ICDAR2017

Special Workshop Speaker

Title

Context-Aware Document Analysis


Name

Apostolos Antonacopoulos

Abstract

While our community has made major advances in image pre-processing and OCR over the years, the billions of documents digitised around the world remain unusable by the standards most people expect to access the information. It is not possible to improve much further the individual technologies in isolation – their performance is already almost as good as it can get. The latest OCR engines perform at the limit of what is possible, given just pixels as input. We even have free apps on our phones that produce good quality scans of everyday documents. However, for each digitised document we do not have much more than a bunch of (almost) correct words – no meaning. Apart from simple keyword search, this is not useful for much else.

To break through the current performance bottleneck and achieve a higher-level description of the documents (as demanded by the public) we need to place the methods we develop in context. Instead of just the (pre-processed perhaps) image pixels being converted by OCR to words in textlines, we need to first (i) understand the layout accurately, and then (ii) the application domain. The former is the natural next step in enhancing the usefulness of the extracted text (basic semantics). The latter is important for both achieving better recognition performance and increasing the utility of the information to answer more natural questions that people want to ask. In addition to improving (physical and logical) layout analysis, the obvious following step is to encode and use domain knowledge. We need to extract the relations encoded in tables, recognise whether text is part of the body of an article or a figure caption etc. and understand terms and concepts. Ultimately we want to link information across documents. The possibilities are endless and our community is the best placed one to act on this!


Short Bio

Apostolos Antonacopoulos leads the Pattern Recognition and Image Analysis (PRImA) research Lab at the School of Computing, Science and Engineering at the University of Salford, UK where he currently holds the post of Professor of Pattern Recognition. He received his PhD from the University of Manchester, Institute of Science and Technology (UMIST), UK in 1995. From 1995 to 2004 he worked as Lecturer in the Department of Computer Science at the University of Liverpool where he founded the PRImA Lab. In 2005, he joined the University of Salford as Senior Lecturer and the PRImA Lab was established and strengthened at Salford. In the same year, he received the IAPR/ICDAR Young Investigator Award for "Outstanding service to the ICDAR community and his innovative research in historical document processing applications."
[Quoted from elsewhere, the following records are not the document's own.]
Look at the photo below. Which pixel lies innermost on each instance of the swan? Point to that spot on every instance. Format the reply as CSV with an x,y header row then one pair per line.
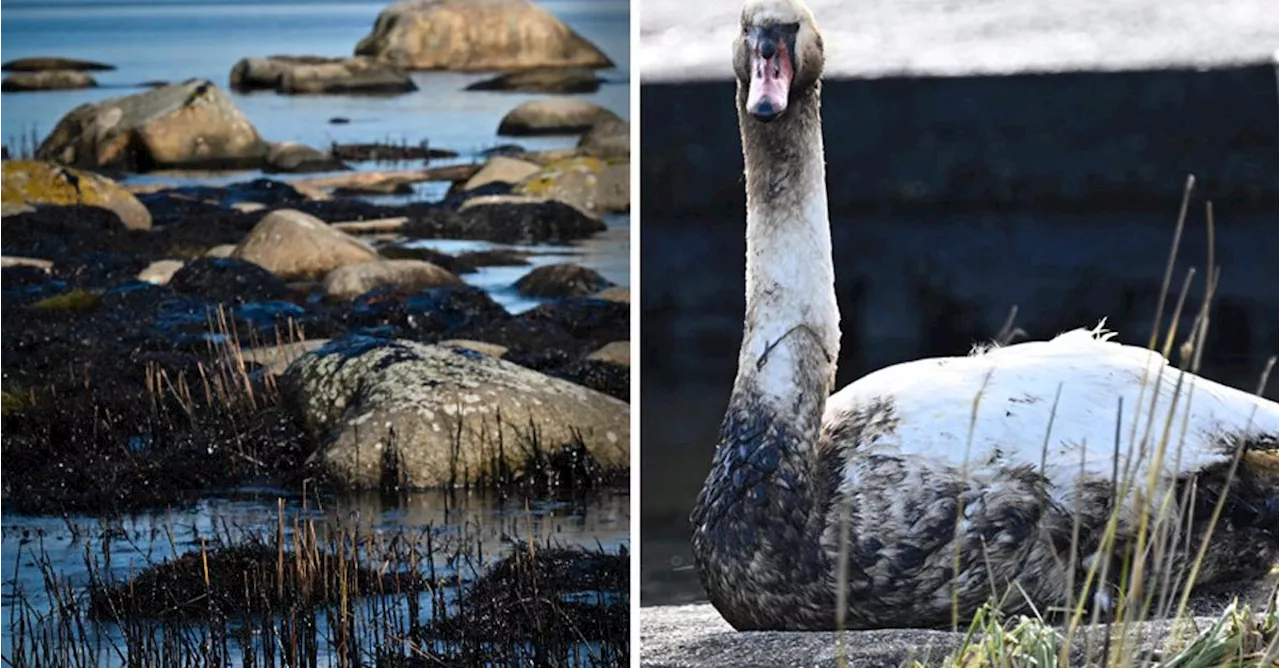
x,y
935,484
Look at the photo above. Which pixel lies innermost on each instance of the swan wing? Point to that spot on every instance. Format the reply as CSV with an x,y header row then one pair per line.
x,y
1065,406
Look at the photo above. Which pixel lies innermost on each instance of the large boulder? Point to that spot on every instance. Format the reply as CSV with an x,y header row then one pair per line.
x,y
53,79
429,416
293,245
562,81
30,182
476,35
553,115
563,279
320,76
184,126
501,169
50,63
588,183
609,137
352,280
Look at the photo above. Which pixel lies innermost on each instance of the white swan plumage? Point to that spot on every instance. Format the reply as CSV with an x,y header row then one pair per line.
x,y
938,483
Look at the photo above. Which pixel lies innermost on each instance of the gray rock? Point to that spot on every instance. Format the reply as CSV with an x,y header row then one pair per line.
x,y
553,115
352,280
499,169
49,63
187,126
561,81
507,219
160,271
320,76
53,79
478,36
691,636
609,137
428,416
293,245
298,158
563,279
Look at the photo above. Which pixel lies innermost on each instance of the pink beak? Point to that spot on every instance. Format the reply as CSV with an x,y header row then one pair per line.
x,y
771,77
Professor Antonacopoulos has worked and published extensively on various problems in Document Analysis and Understanding (Image Enhancement, Segmentation, Recognition, Performance Evaluation) as well as on other applications of Pattern Recognition and Image Analysis. He has co-edited the first Special Issue (IJDAR) on Historical Document Analysis as well as the first book on Web Document Analysis. He is currently serving on the Executive Committee of the International Association for Pattern Recognition (IAPR) as Treasurer, having also held the posts of 1st and 2nd Vice President. He has also chaired or served as a member of a number of IAPR and other professional committees.

Professor Antonacopoulos has given a number of invited talks and tutorials and has held engagements as a technical advisor to libraries and archives, among which are the British Library and the Wellcome Library. He has significant experience in leading and participating in national, European (FP7 and earlier), international and industry-sponsored projects. Recent significant project involvement includes the €4M Europeana Newspapers EU-funded project (extraction and recognition of text in newspapers for the European Digital Library), the €1.8M SUCCEED EU-funded support action for the Centre of Competence in Digitisation and the US$734K Early Modern OCR project (EMOP) funded by the Andrew W. Mellon Foundation.